Our tour was halted by the arrival of chef Kevin McKenna of Capers Restaurant in Belleville.  He was on his weekly pick up of produce for the restaurant.  It was interesting to follow the discourse between Kevin and the Taylors – some of the expected veggies hadn’t grown enough without rain the previous week so substitutions were made. The changes were easily accepted.  This dynamic relationship, face to face each week, boosts the knowledge for both the chefs and the farmers.  Chefs learn what vegetables and fruits are in season, how long they take to grow, how long their harvest time is and the amount of work it might take to harvest (cape gooseberries take a long time to pick as opposed to zucchinis for example).  The farmers learn what the chefs are looking for to expand their menus and in this way are introduced to varieties they may never have heard of but are willing to try.  “We try everything”, exclaimed Sandi.

We were wading through the hip-high pumpkin patch when thunder rumbled loudly.  By the time we’d seen how the potato harvester worked, the rain started.  We ran for the Taylor’s gazebo.  Chef Michael Potters, of Harvest Restaurant in Picton, had coffee ready with the most delicious pastries for accompaniment.  While we drank coffee and recapped our morning, Michael prepared a salad using ingredients that we had helped to pick.  The practiced rock of Michael’s knife blade echoed the soothing sound of the rain on the roof.  The salad included darling patti pan squash and sweet peas tossed with a fresh herb vinaigrette.   The herbs perfumed the air as they were chopped.

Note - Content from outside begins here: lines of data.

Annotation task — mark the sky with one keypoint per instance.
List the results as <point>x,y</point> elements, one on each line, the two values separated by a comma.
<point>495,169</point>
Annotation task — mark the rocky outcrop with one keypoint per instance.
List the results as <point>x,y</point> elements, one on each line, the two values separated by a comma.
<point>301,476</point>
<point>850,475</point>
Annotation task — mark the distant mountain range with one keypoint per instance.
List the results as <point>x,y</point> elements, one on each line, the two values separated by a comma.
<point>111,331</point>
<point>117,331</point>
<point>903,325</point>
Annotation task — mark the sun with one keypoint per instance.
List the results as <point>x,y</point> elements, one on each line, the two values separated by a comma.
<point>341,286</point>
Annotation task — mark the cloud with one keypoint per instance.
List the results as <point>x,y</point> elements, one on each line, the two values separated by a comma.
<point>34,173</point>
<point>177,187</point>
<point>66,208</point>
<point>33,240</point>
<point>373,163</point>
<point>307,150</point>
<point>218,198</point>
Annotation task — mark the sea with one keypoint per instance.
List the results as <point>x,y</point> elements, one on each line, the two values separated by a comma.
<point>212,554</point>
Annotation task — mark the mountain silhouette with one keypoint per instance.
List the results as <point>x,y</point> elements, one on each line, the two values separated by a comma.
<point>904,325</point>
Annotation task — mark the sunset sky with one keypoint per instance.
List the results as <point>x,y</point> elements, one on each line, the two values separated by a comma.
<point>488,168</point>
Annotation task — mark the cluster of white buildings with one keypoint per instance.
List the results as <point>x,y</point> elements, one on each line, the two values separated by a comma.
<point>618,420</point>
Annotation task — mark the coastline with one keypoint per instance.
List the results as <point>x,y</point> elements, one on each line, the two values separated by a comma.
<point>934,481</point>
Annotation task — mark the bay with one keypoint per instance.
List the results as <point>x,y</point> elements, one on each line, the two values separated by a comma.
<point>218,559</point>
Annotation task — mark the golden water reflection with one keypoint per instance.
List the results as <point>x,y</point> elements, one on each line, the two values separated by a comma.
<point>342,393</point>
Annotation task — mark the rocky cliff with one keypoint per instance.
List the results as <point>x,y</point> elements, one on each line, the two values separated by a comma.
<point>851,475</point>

Then we sat down to lunch: vichycoise,  proscuitto and tomato-filled baguette, charcuterie and a selection of salads.  The rain and sun took turns filling the sky several times during our leisurely meal.  It ended with the most delectable brownies I had ever tasted.   We were more than filled. 
The Taylors are generous with their knowledge and their commitment to farming practices that minimize their environmental footprint is admirable.  Their relationships with those devoted to the skill of preparing their produce, like chef Potters and chef McKenna as well as thirteen others, are to be wondered at.  It was fun to be part of that for the day.